Destacamos o posicionamento de Lorena de Mello Rezende Colnago:
É de suma relevância lembrar que um fato jurídico ingressa no mundo jurídico através de um suporte que, geralmente, é uma norma. No caso da aposentadoria, o fato natural: inatividade remunerada pelos cofres públicos torna-se jurídica e exigível através de um ato administrativo vinculado: aposentação, que necessita de um agente capaz, de expressa previsão legal, de objeto lícito e moral, além do interesse público.
Assim, para que o fato jurídico aposentadoria seja retirado do ordenamento, pelo princípio da paridade das formas, necessário se fará um outro ato administrativo vinculado: o ato da desaposentação, com requisitos idênticos à emissão do ato de aposentação, veículo introdutor da aposentadoria.
Embora haja o interesse do segurado, no caso da desaposentação, não há interesse público, previsão legal, e, nem mesmo, objeto lícito e mora – face à aferição de vantagem em detrimento do equilíbrio financeiro dos Regimes de Previdência, ou seja, o enriquecimento ilícito do segurado. [21]
Nesse tópico, devemos lembrar que, restando pacificado o entendimento da disponibilidade do direito a aposentadoria, não haveria que se falar na impossibilidade de renúncia.
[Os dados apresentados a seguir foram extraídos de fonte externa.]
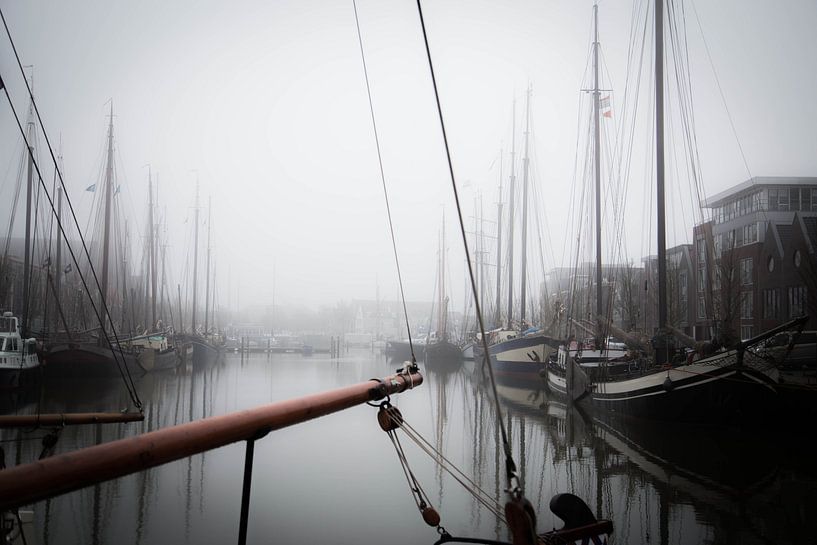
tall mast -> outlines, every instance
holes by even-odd
[[[60,155],[60,170],[63,170],[62,167],[62,155]],[[62,187],[57,187],[57,225],[62,223]],[[60,231],[59,227],[57,227],[57,269],[55,271],[55,278],[54,278],[54,292],[56,293],[55,297],[57,298],[57,304],[60,302],[60,285],[62,284],[62,232]],[[54,315],[54,333],[56,334],[58,329],[57,315]],[[66,332],[67,333],[67,332]]]
[[[525,309],[527,307],[527,279],[528,279],[528,140],[530,134],[530,93],[531,87],[528,84],[527,97],[525,99],[525,156],[522,159],[522,280],[520,282],[519,296],[522,299],[519,310],[519,319],[525,321]]]
[[[32,87],[34,75],[32,74]],[[21,332],[23,337],[28,336],[29,318],[29,290],[31,289],[31,203],[34,191],[34,99],[28,105],[28,175],[26,180],[26,234],[25,234],[25,261],[23,262],[23,314],[21,316]],[[11,231],[9,231],[11,236]]]
[[[196,208],[193,211],[193,312],[190,319],[192,332],[196,332],[196,293],[199,280],[199,179],[196,174]]]
[[[207,335],[210,326],[210,208],[213,198],[207,197],[207,282],[204,294],[204,334]]]
[[[445,296],[445,216],[443,216],[442,238],[440,240],[440,316],[442,317],[442,339],[447,340],[446,322],[448,321],[448,299]]]
[[[130,328],[125,327],[126,313],[125,308],[130,306],[133,309],[135,301],[128,301],[128,248],[130,248],[130,233],[128,232],[128,221],[125,220],[125,251],[122,252],[122,319],[120,320],[120,327],[122,331],[130,331],[133,333],[133,323]],[[131,299],[133,299],[131,297]]]
[[[658,212],[658,332],[667,326],[667,235],[664,217],[664,3],[655,0],[655,173]]]
[[[99,300],[102,312],[102,331],[106,330],[105,301],[108,298],[108,254],[111,244],[111,208],[113,207],[113,100],[111,101],[111,113],[108,120],[108,154],[105,166],[105,227],[102,236],[102,277],[100,278]]]
[[[176,293],[179,301],[179,324],[181,330],[184,330],[184,310],[182,309],[182,285],[176,284]]]
[[[165,237],[166,239],[167,237]],[[162,323],[165,327],[167,327],[167,320],[165,319],[165,301],[167,299],[171,299],[169,302],[170,307],[170,315],[171,315],[171,322],[173,317],[173,307],[172,307],[172,296],[168,297],[165,293],[165,288],[167,287],[167,244],[162,244],[162,282],[160,283],[159,288],[159,317],[162,320]],[[174,326],[175,327],[175,326]]]
[[[445,300],[445,284],[443,283],[443,238],[445,237],[445,216],[440,229],[440,238],[437,241],[437,286],[439,286],[439,298],[437,299],[437,341],[443,340],[445,336],[445,326],[443,325],[443,304]]]
[[[599,106],[601,91],[599,90],[599,6],[593,5],[593,22],[595,37],[593,39],[593,151],[594,170],[596,176],[596,316],[597,320],[604,315],[602,309],[601,290],[601,123]]]
[[[511,124],[511,187],[508,197],[508,328],[513,322],[513,194],[516,187],[516,99]]]
[[[156,327],[156,223],[153,218],[153,180],[148,167],[148,244],[150,245],[150,331]]]
[[[479,194],[479,308],[485,308],[485,218],[482,216],[482,193]]]
[[[496,315],[494,327],[499,327],[502,312],[499,306],[502,302],[502,150],[499,150],[499,200],[496,203]]]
E assim, a anuência do poder ou órgão gestor deveria ser automática. Isso porque, como vimos anteriormente, a aposentadoria, apesar de influir no direito da coletividade (fundo previdenciário do regime geral, caráter solidário do sistema) é um direito eminentemente pessoal e individual, sendo intransferível.
Portanto, se adotarmos tal entendimento, a Autarquia poderia apenas criar requisitos para a anuência da desaposentação, como por exemplo a devolução dos valores, desde que prevista a necessidade em lei.
Entretanto, não haveria que se falar no interesse público, até porque não nos parece lógico pensar que o interesse público (no caso, da continuidade da aposentadoria) poderia se sobrepor ao do indivíduo (que seria o da desaposentação).
Não se pode portanto, obrigar alguém a continuar aposentado, da mesma forma que não se poderia obrigá-lo a continuar trabalhando uma vez implementadas as condições para a concessão de uma aposentadoria.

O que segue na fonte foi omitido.